Stemmed: ['Lov', 'look', 'not', 'with', 'th', 'ey', 'but', 'with', 'th', 'mind', ',', 'and', 'therefor', 'is', 'wing', 'Cupid', 'paint', 'blind', '.']

The output shows how the Lovins stemmer correctly turns conjugations and tenses to base forms (for example, painted becomes paint) while eliminating pluralization (for example, eyes becomes eye). But the Lovins stemming algorithm also returns a number of ill-formed stems, such as lov, th, and ey. These malformed root words result from removing too many characters. As is often the case in machine learning, such errors help reveal underlying processes.

When compared against the Lovins stemmer’s list of suffixes, the longest suffix fitting both love and the is the single-character -e. The only condition attached to this suffix is “No restrictions on stem,” meaning the stemmer may remove -e no matter the remaining stem’s length.

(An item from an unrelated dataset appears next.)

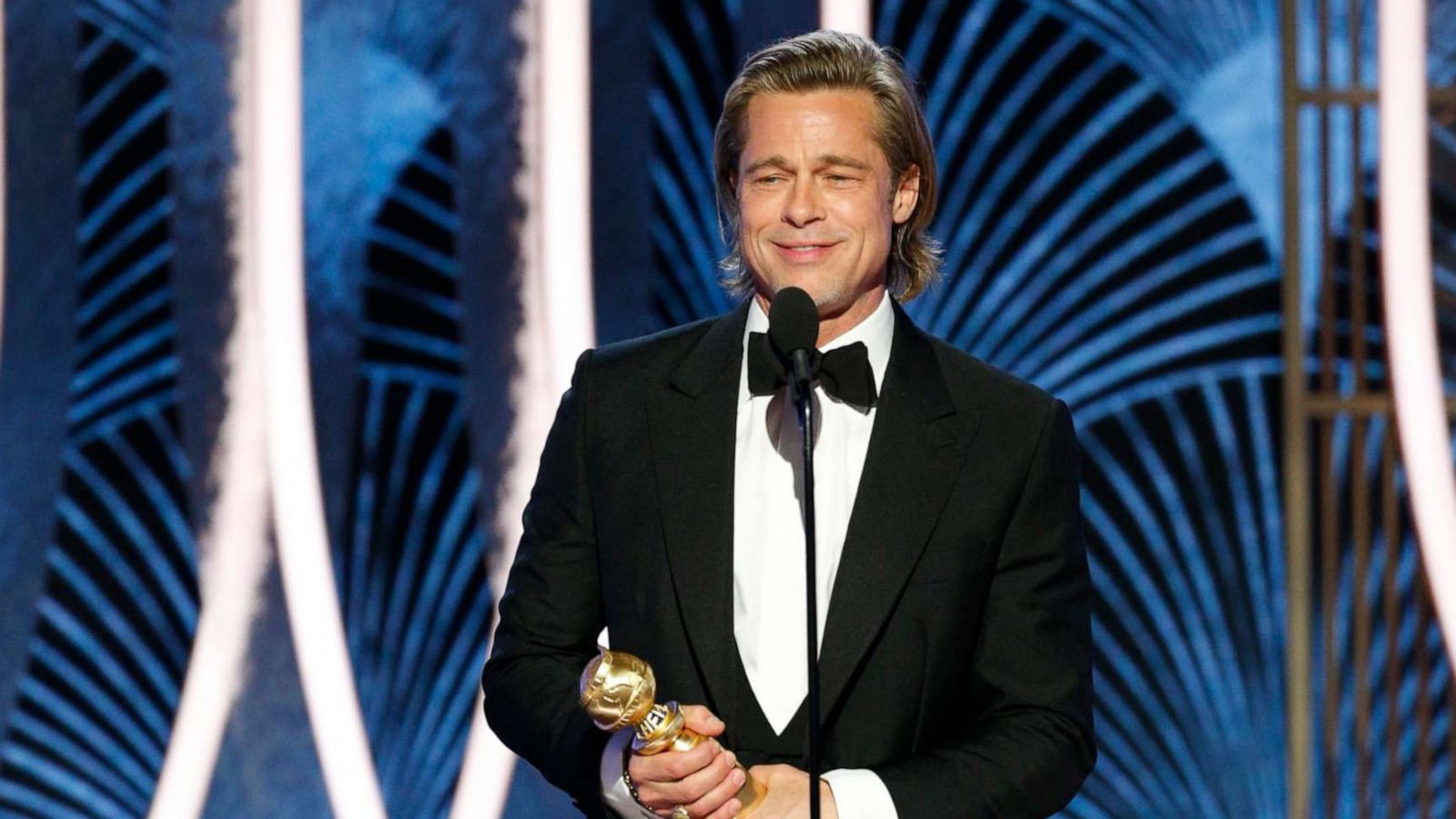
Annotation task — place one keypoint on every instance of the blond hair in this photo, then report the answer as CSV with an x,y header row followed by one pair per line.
x,y
830,60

Unfortunately, neither of the stems lov or th contain any of the characteristics the Lovins algorithm uses to identify malformed words, such as double letters or irregular plurals.8

When such malformed stems escape the algorithm, the Lovins stemmer can reduce semantically unrelated words to the same stem—for example, the, these, and this all reduce to th. Of course, these three words are all demonstratives, and so share a grammatical function. But other demonstratives, such as that and those, do not reduce to th. This means the Lovins generated stems do not properly represent word groups.